Bodybuilding pioneer dies at 85

A legend for helping to turn bodybuilding into a worldwide fitness phenomenon, Ben Weider died overnight in a Montreal hospital, it was announced Saturday.

He was 85.

Weider and his older brother Joe founded the International Federation of Body Building in 1940, and spent six decades promoting the sport once "reviled" as a "fringe activity," according to a statement by Weider Health and Fitness.

"Beginning in 1947, Ben travelled the world, promoting his sport, organizing exhibitions and competitive events," it said.

"At the height of Cold War tensions, he courted sports officials of militantly anti-Western regimes in the then-Soviet Union and Communist China," it added.

The brothers set up fitness centers, sold weight-lifting equipment and promoted nutritional supplements for body builders.

Ben Weider also pushed to have body-building included in the Olympics, but it achieved only provisional status in 1998.
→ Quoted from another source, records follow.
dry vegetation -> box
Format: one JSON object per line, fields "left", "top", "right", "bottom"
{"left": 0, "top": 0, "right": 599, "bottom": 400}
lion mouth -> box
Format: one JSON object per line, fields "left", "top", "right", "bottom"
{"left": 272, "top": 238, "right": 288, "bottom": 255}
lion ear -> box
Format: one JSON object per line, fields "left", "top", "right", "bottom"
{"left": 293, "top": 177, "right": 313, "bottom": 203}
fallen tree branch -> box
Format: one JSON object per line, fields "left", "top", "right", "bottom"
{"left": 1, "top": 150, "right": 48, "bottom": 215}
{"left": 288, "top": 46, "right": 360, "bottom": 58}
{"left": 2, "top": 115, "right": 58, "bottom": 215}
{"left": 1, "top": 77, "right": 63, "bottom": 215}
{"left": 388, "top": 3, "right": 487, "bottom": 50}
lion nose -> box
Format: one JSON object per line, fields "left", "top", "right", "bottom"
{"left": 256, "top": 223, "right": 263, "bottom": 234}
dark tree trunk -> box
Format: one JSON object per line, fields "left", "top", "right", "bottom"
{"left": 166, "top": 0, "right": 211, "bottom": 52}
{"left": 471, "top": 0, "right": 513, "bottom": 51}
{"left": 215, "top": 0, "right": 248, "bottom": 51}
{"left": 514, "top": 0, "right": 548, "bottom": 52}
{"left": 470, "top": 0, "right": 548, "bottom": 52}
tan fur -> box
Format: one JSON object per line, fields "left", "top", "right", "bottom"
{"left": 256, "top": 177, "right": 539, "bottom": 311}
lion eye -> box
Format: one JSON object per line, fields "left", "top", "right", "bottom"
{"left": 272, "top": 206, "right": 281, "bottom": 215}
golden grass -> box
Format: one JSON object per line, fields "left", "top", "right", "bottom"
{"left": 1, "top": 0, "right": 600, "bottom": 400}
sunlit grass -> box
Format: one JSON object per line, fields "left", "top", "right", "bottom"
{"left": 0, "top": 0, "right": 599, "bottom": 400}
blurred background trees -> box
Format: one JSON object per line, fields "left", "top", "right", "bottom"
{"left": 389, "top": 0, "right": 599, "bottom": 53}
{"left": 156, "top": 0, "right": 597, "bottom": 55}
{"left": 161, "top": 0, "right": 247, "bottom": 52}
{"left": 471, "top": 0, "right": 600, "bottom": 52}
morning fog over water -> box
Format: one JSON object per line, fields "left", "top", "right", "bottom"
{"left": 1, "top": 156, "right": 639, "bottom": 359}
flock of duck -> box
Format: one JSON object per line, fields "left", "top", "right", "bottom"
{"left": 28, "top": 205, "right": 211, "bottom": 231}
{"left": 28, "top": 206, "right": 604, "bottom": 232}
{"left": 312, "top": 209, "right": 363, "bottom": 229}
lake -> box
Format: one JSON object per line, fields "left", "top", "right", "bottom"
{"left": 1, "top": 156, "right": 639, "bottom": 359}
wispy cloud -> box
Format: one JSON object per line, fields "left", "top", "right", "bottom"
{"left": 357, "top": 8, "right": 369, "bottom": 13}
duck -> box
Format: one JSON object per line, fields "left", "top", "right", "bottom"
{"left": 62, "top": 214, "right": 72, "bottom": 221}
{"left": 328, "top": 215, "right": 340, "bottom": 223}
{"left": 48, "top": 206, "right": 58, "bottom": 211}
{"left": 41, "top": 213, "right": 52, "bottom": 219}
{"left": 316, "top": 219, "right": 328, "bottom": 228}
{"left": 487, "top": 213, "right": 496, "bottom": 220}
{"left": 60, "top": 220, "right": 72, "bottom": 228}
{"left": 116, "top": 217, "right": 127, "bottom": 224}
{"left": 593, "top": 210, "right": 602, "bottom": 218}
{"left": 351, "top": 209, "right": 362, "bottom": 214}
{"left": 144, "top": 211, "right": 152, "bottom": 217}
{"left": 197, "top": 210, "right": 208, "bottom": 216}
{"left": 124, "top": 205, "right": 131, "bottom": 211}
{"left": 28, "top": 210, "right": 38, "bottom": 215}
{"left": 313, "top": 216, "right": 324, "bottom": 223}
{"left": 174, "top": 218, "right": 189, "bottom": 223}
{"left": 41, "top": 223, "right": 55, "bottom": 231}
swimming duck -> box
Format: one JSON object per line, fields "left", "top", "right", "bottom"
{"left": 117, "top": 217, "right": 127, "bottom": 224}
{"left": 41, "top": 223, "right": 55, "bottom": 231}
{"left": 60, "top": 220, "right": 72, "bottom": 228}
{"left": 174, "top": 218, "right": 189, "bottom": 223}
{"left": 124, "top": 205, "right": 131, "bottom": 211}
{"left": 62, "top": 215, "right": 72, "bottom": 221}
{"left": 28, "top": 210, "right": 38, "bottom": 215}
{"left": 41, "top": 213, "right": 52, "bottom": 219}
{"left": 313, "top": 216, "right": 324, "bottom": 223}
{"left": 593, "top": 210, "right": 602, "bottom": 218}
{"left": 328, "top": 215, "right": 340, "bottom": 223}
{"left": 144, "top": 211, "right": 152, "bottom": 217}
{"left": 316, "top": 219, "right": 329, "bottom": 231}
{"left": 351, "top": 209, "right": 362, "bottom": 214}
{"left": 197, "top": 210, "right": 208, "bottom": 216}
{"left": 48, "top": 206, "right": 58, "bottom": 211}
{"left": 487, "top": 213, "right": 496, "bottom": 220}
For his efforts, Weider was awarded in 1975 the Order of Canada, the nation's highest civilian honor, and later became an officer of the order.

He also co-authored one of the best selling history books about Napolean, earning him the French Legion of Honor for his investigative work into the French leader's death.

Next week, a collection of his Napoleonic artifacts are to be unveiled in a permanent gallery at the Montreal Museum of Fine Arts.

Weider's funeral will be held Monday in Montreal.